可以看到两个结构体其实就是一个构造函数的区别,一个是要在初始化时通过显式构造函数,一个是默认构造函数,而我这个二五仔居然一开始没想起来。
下面贴出实现代码(太过冗长)
```cpp
class Solution {
public:
 ListNode* addTwoNumbers(ListNode* l1, ListNode* l2) {
  ListNode *p = l1;
  ListNode *q = l2;//equation
  int len1 = 0, len2 = 0, temp = 0;
  int Maxlen = 0, Minlen = 0;
  while (p->next!=nullptr)
  {
   p = p->next;
   ++len1;
  }
  while (q->next!=nullptr)
  {
     q= q->next;
   ++len2;
  }//find length of the linklist
  p = l1->next;
  q = l2->next;
  if (len1 >= len2) {
   Maxlen = len1; Minlen = len2;
   while (Minlen--)
   {
    temp = p->val + q->val;
    if (temp >= 10) {
     p->val = temp % 10;
     if (p->next == nullptr) {
      ListNode *s = new ListNode;
      p->next = s; p = s;
      p->val = 1;
      p->next = nullptr;
      q = q->next;
     }
     else {
      p = p->next;
      ++p->val;
      q=q->next;
     }
    }
    else
    {
     p->val = temp;
     p = p->next;
     q = q->next;
    }
    
   }
   return l1;
  }
  else if (len1 <len2) {
   Maxlen = len2; Minlen = len1;
   while (Minlen--)
   {
    temp = p->val + q->val;
    if (temp >= 10) {
     q->val = temp % 10;
     if (p->next == nullptr) {
      ListNode *s = new ListNode;
      q->next = s; q = s;
      q->val = 1;
      q->next = nullptr;
      p = p->next;
     }
     else
     {
      q = q->next;
      ++q->val;
      p = p->next;
     }
    }
    else
    {
     q->val = temp;
     p = p->next;
     q = q->next;
    }

}
   return l2;
  }
 }

```
这第一次的代码真的是又臭又长,我通过判断当前的链表长度,然后再依据长度来进行主链表的加法,真的是又臭又长,完全没想到利用链表本身的特性,即遍历到尾节点后遇到空就可以用判断语句停止。
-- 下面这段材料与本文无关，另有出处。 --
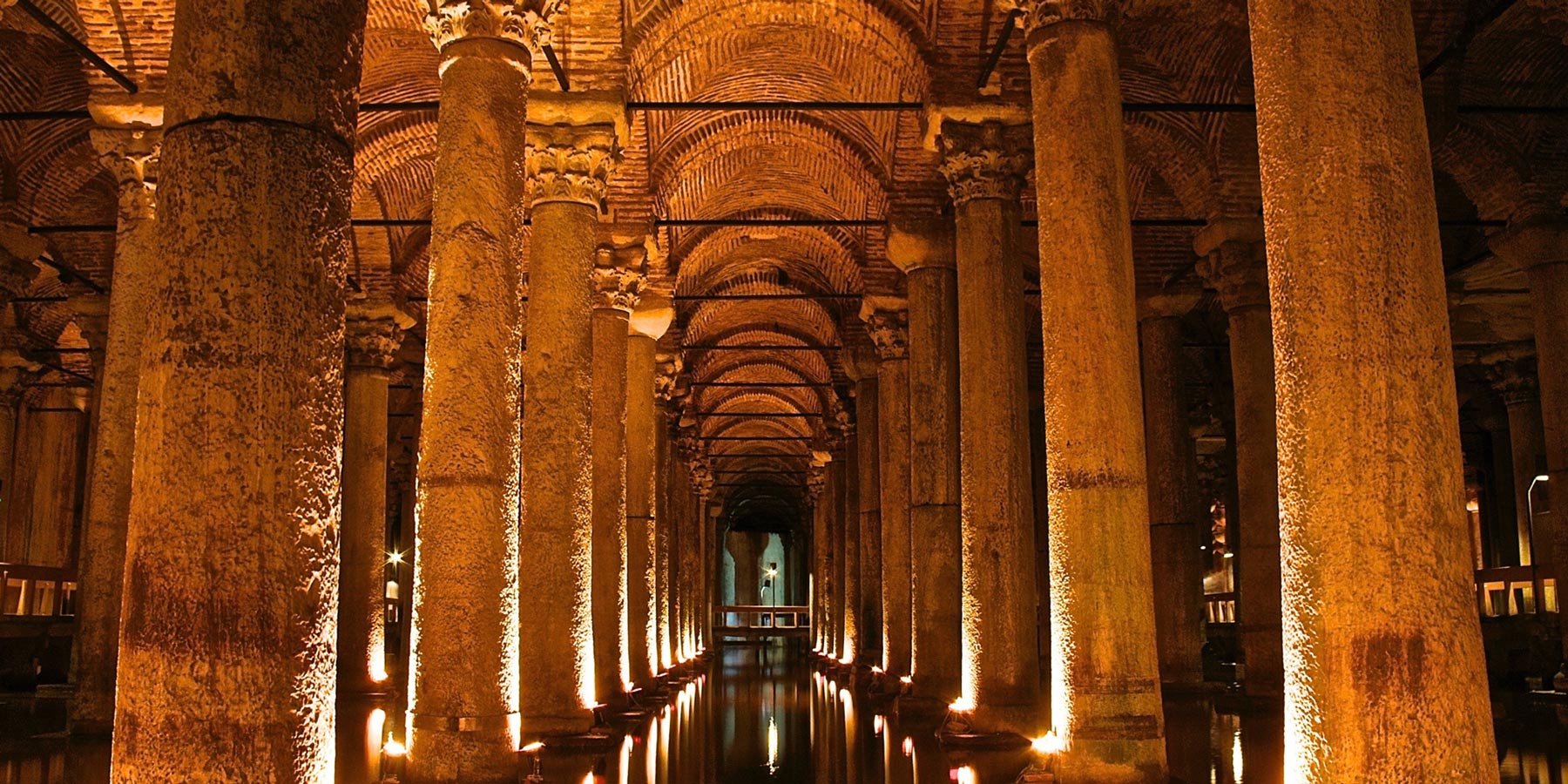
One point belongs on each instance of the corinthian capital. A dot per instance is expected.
(618, 280)
(983, 160)
(888, 323)
(374, 333)
(571, 164)
(527, 24)
(1044, 13)
(132, 156)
真的跟猪一样我。
于是痛定思痛,手写了一下代码,再去看了下优秀的代码就清爽多了(手写代码真的很不错)

```cpp
class Solution {
public:
 ListNode* addTwoNumbers(ListNode* L1, ListNode* L2) {
  ListNode preHead(0);
  ListNode *p = &preHead;
  int extra = 0;
  while (L1 || L2 || extra) {
   if (L1) {
    extra += L1->val;
    L1 = L1->next;
     }
   if (L2) {
    extra += L2->val;
    L2 = L2->next;
   }//two Link try to add self value to extra,in order to soon afterwards compile
   p->next =new ListNode(extra % 10);
   extra = extra / 10;
   p = p->next;
   //above three procedure already complete pastorder insert;
  }
  return preHead.next;
 }
 
};
```
代码思想是,将每个链表对应的值,加到一个临时变量上,再通过临时变量对新节点进行赋值,在这时对劲新节点进行尾插法,因为考研复习了英语,所以注释都是英文,当然语法我都不在意了,我英语巨辣鸡仅限于我读得懂。(也是锻炼自己吧)。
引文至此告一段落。